Condamné en première instance pour avoir diffamé un journaliste de la «Dépêche du Midi» dans son livre «Face à la calomnie», l’ancien maire de Toulouse, Dominique Baudis, a été relaxé mercredi par la cour d’appel de Paris. En décembre 2006, le tribunal correctionnel de Paris avait condamné M.

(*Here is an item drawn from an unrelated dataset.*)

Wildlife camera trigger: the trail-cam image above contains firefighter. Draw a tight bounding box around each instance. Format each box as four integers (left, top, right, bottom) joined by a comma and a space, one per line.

Baudis, alors président du CSA, et son éditeur, Bernard Fixot, à 1 000 euros d’amende avec sursis, ainsi qu’à verser solidairement 3 000 euros de dommages et intérêts au journaliste. Dans son livre, l’actuel président de l’Institut du Monde arabe accusait Gilles Souilles, responsable du service «faits divers-judiciaire» du quotidien toulousain, d’avoir «égaré» ou «intoxiqué» volontairement ses confrères dans le cadre des accusations le visant, en marge du dossier du tueur
en série Patrice Alègre. En première instance, la 17ème chambre avait jugé ces propos diffamatoires, mais avait reconnu à M. Baudis le bénéfice de la bonne foi. Mercredi, la 11ème chambre de la cour d’appel a infirmé son jugement, en accordant aux prévenus le bénéfice de cette bonne foi. Dans son arrêt, «la cour estime que Dominique Baudis (…) disposait de suffisamment d’éléments sur le rôle joué par Gille Souilles et n’a pas usé d’un ton -certes incisif- excédant
les limites admissibles en matière de liberté d’expression». En effet, observet-elle, le journaliste de la «Dépêche du Midi» «s’est gardé de relever dans ses articles les incohérences et contradictions qui sont apparues rapidement, de révéler le nom d’autres personnalités qui étaient également mises en cause et n’a apparemment pas procédé lui-même à de véritables vérifications». Selon la cour, nombre de ses articles «ne font pas preuve d’objectivité mais au contraire développent une analyse qui peut être qualifiée de tendancieuse».